Beyond Worst-Case Analysis

Abstract

In the worst-case analysis of algorithms, the overall performance of an algorithm is summarized by its worst performance on any input. This approach has countless success stories, but there are also important computational problems --- like linear programming, clustering, and online caching --- where the worst-case analysis framework does not provide any helpful advice on how to solve the problem. This talk surveys a number of modeling methods for going beyond worst-case analysis and articulating which inputs are the most relevant.

Biography

Tim Roughgarden is a Professor of Computer Science at Columbia University. Prior to joining Columbia, he spent 15 years on the computer science faculty at Stanford, following a PhD at Cornell and a postdoc at UC Berkeley. His research interests include the many connections between computer science and economics, as well as the design, analysis, applications, and limitations of algorithms.
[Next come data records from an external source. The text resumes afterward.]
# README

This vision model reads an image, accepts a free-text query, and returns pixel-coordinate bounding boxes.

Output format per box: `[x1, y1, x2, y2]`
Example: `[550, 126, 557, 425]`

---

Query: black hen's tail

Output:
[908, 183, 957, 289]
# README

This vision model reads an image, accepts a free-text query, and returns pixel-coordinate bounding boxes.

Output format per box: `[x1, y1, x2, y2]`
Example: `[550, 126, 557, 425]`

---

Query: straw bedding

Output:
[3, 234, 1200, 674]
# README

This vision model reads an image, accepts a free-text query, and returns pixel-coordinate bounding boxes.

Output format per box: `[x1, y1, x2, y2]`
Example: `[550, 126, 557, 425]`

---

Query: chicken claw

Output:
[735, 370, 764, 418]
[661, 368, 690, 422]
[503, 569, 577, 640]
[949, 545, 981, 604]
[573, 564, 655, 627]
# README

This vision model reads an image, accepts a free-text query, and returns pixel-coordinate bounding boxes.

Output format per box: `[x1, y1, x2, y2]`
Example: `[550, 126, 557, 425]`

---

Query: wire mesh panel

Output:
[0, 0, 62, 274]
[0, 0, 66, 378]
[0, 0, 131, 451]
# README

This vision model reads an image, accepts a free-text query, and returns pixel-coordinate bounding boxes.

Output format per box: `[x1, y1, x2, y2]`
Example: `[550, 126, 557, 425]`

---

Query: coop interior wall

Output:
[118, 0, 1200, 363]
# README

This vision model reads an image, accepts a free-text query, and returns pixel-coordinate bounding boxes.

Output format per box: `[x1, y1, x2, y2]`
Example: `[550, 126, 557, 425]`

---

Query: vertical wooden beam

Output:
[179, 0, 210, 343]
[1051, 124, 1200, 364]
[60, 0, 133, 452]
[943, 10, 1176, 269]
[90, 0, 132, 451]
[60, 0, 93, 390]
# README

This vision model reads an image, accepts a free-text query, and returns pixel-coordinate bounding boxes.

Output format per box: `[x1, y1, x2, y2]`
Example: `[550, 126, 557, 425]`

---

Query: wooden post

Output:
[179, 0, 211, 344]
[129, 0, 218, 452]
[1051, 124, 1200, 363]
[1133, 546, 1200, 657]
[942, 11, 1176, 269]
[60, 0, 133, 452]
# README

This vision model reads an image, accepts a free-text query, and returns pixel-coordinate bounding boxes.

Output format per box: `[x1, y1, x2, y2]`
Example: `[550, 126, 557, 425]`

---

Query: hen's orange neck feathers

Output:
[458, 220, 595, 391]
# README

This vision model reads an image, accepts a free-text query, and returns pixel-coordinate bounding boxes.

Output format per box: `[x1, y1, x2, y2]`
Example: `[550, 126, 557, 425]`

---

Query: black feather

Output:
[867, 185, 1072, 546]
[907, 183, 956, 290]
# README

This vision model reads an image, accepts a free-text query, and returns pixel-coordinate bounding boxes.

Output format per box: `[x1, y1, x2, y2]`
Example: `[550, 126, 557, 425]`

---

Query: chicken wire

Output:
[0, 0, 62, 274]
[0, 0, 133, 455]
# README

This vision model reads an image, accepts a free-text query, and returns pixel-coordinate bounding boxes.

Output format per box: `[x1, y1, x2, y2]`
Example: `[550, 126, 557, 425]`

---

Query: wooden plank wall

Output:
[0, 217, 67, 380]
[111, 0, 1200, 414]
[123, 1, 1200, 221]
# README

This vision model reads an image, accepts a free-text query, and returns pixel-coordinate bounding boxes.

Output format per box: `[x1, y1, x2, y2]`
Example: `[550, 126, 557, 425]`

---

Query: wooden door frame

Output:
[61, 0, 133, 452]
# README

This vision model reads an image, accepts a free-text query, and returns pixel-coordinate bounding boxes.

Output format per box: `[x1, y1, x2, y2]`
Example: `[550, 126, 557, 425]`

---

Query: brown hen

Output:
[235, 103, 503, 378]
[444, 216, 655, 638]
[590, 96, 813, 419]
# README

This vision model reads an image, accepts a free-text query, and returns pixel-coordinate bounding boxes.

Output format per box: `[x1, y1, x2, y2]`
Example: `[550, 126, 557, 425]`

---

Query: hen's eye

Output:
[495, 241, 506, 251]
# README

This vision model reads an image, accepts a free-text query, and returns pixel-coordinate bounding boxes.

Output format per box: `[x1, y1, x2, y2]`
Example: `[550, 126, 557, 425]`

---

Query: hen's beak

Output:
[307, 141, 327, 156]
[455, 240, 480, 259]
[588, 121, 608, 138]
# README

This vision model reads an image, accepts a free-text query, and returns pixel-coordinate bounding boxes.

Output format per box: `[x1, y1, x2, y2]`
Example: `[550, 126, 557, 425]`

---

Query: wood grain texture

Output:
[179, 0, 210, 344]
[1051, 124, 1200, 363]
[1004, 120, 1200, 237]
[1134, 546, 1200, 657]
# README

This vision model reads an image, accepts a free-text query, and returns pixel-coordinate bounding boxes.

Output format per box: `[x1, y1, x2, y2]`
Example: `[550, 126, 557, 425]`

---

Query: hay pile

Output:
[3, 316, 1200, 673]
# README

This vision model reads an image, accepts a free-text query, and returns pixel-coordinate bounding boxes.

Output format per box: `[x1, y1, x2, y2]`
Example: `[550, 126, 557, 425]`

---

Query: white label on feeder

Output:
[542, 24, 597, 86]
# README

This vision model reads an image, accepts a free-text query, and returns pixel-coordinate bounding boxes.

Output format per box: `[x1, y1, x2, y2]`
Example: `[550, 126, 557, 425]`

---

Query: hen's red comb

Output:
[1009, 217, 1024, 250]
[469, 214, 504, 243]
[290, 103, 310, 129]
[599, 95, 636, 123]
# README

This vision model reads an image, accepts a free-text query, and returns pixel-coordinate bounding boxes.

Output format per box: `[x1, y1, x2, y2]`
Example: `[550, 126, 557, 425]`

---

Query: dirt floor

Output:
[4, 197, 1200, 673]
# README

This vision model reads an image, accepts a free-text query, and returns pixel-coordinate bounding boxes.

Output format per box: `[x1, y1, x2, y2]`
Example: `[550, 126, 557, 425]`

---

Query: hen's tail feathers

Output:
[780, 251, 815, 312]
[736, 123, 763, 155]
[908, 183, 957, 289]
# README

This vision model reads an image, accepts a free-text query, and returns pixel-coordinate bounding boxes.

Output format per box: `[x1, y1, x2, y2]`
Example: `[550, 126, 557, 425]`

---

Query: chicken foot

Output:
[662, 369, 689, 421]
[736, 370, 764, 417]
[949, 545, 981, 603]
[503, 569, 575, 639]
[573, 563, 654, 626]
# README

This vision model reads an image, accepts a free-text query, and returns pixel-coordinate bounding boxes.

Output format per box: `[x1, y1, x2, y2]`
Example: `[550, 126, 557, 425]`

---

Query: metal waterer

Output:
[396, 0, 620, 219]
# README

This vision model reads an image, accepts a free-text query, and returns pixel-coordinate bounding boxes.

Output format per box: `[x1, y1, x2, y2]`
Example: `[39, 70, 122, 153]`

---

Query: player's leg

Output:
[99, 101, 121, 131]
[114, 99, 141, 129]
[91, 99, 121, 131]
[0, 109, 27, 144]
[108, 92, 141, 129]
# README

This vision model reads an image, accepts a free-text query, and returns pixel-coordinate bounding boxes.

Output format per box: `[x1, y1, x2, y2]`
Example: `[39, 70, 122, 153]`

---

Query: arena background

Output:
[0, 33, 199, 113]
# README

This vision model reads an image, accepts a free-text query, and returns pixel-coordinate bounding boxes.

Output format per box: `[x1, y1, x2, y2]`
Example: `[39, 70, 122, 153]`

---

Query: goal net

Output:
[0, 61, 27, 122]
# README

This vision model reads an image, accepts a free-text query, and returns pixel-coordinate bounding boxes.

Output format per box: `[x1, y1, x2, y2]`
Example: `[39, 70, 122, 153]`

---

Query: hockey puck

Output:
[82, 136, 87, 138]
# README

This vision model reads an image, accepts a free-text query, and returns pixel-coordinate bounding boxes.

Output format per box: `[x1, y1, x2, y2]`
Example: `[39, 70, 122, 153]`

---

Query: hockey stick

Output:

For his research, he has been awarded the ACM Grace Murray Hopper Award, the Presidential Early Career Award for Scientists and Engineers (PECASE), the Kalai Prize in Computer Science and Game Theory, the Social Choice and Welfare Prize, the Mathematical Programming Society's Tucker Prize, and the EATCS-SIGACT Gödel Prize. He was an invited speaker at the 2006 International Congress of Mathematicians, the Shapley Lecturer at the 2008 World Congress of the Game Theory Society, and a Guggenheim Fellow in 2017. His books include Twenty Lectures on Algorithmic Game Theory (2016) and the Algorithms Illuminated book series (2017-2019).

Paulo Tabuada
Vijay K. Dhir Professor of Engineering
Cyber-Physical Systems Laboratory
Department of Electrical and Computer Engineering
University of California at Los Angeles

One ounce of modeling is worth a pound of training: Data-driven control for nonlinear systems

Abstract

Current learning-based techniques for the control of physical systems, such as reinforcement learning, require the crunching of large amounts of data for extended periods of time. In this talk we show how to obviate this hunger for data by judicious modeling. In particular, we will show how to control unknown nonlinear systems without prior data or training. Key to our approach is the re-interpretation of several results in control theory, such as Fliess and co-workers intelligent-PIDs, feedback linearization, and adaptive control, as different examples of data-driven control. We illustrate the usefulness and applicability of the results via experimental results and conclude by speculating about the right mix of model-based and data-driven design in the context of autonomous cyber-physical systems.

Biography

Paulo Tabuada was born in Lisbon, Portugal, one year after the Carnation Revolution. He received his 'Licenciatura' degree in Aerospace Engineering from Instituto Superior Tecnico, Lisbon, Portugal in 1998 and his Ph.D. degree in Electrical and Computer Engineering in 2002 from the Institute for Systems and Robotics, a private research institute associated with Instituto Superior Tecnico. Between January 2002 and July 2003 he was a postdoctoral researcher at the University of Pennsylvania. After spending three years at the University of Notre Dame, as an Assistant Professor, he joined the Electrical and Computer Engineering Department at the University of California, Los Angeles, where he currently is the Vijay K. Dhir Professor of Engineering. Paulo Tabuada's contributions to cyber-physical systems have been recognized by multiple awards including the NSF CAREER award in 2005, the Donald P. Eckman award in 2009, the George S. Axelby award in 2011, the Antonio Ruberti Prize in 2015, the grade of fellow awarded by IEEE in 2017 and by IFAC in 2019. He has been program chair and general chair for several conferences in the areas of control and of cyber-physical systems such as NecSys, HSCC, and ICCPS. He currently serves as the chair of HSCC’s steering committee and served on the editorial board of the IEEE Embedded Systems Letters and the IEEE Transactions on Automatic Control.